Homeowners Insurance, or Hazard Insurance, is coverage that compensates for physical damage to the property by fire, wind or other natural causes. It is very important for you to obtain your Homeowners Insurance at the earliest possible date so that there are no delays in your closing or in obtaining the necessary closing funds.

You should send your Declaration Page of your Homeowners Insurance policy with proof of payment to your mortgage consultant at least 5 days prior to your closing date. The responsibility to order and produce a clear Termite Certification depends on the terms in your contract. Check with your mortgage consultant for details.

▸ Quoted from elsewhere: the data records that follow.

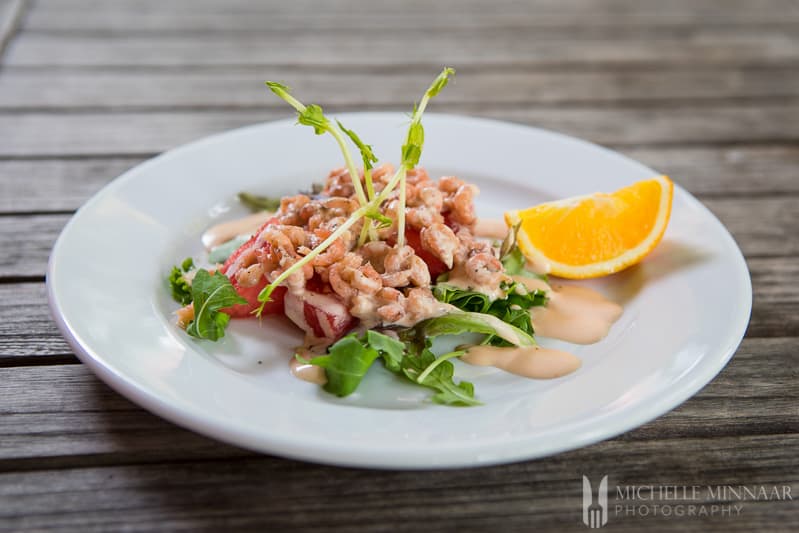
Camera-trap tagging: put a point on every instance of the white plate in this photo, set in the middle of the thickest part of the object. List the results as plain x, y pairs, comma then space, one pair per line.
686, 306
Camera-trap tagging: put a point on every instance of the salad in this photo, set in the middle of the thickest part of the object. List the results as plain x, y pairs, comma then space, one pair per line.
377, 262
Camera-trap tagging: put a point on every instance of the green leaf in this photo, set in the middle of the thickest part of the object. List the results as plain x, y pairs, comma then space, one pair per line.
346, 364
210, 294
440, 82
412, 149
457, 323
440, 379
513, 309
313, 116
256, 202
367, 155
278, 88
383, 220
178, 285
391, 350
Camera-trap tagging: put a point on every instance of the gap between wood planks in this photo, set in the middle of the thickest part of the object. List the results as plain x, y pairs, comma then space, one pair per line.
640, 104
10, 22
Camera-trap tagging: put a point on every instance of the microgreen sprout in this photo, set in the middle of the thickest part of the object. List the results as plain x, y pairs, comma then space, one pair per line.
312, 115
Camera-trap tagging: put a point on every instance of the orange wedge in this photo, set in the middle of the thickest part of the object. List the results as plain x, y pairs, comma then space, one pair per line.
595, 235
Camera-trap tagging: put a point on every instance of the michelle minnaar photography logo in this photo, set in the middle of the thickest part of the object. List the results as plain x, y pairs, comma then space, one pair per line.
595, 511
601, 503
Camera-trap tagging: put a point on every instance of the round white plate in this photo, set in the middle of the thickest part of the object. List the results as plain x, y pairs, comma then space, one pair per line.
685, 307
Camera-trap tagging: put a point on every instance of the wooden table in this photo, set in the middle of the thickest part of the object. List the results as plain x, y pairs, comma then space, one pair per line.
706, 91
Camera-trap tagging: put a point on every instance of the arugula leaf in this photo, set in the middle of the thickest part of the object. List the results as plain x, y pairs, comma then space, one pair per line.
456, 323
256, 202
513, 309
350, 358
178, 285
439, 378
391, 349
210, 294
346, 364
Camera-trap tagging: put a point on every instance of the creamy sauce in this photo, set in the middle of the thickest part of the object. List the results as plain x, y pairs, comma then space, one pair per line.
307, 372
490, 228
223, 232
528, 361
573, 314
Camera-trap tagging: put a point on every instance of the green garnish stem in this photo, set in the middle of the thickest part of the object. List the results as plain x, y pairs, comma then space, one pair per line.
432, 366
263, 296
401, 211
354, 174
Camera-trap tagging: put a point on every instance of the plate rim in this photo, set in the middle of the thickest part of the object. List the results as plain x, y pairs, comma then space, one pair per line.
685, 388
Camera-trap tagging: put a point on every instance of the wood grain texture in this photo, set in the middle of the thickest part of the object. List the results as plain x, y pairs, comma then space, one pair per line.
704, 90
39, 421
86, 134
64, 184
27, 333
408, 46
764, 226
259, 493
240, 87
81, 16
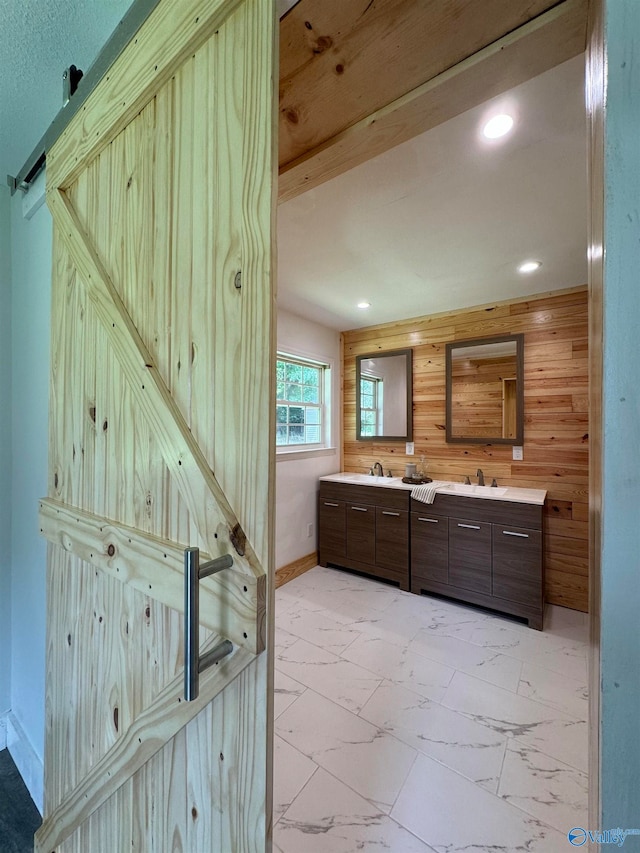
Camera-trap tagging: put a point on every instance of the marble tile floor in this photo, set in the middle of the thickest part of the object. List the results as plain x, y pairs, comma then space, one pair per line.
408, 723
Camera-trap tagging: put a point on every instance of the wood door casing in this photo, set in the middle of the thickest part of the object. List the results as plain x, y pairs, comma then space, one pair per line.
161, 438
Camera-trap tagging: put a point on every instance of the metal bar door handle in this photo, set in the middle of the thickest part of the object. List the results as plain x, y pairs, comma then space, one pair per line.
193, 663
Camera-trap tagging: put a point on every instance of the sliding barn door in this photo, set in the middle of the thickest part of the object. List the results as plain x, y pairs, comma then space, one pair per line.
161, 440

Closing costs are the other charges the buyer must pay to obtain a loan. These usually included taxes, which are charged in most states, and title insurance. When applying for your mortgage, your mortgage consultant will provide you with a Good Faith Estimate of the closing costs as part of the application package you receive. Your mortgage consultant should contact you within 72 hours of your closing date, and will provide you with a preliminary Settlement Statement or a HUD-1 indicating the required cash to close. This ensures that you have ample time to arrange for wiring the necessary funds.

You will probably be required to wire your funds to the closing attorney prior to closing. Although variations from the HUD-1 aren’t anticipated, you should bring your personal checkbook to closing in case there are last minute adjustments. If you are due a refund at closing, the attorney will issue you a check or wire the funds.

Closing will typically take place at an attorney's office. The attorney usually represents the lender - not the buyer or seller. All borrowers associated with the mortgage loan transaction will be required to bring Picture Identification to closing such as a driver's license or passport.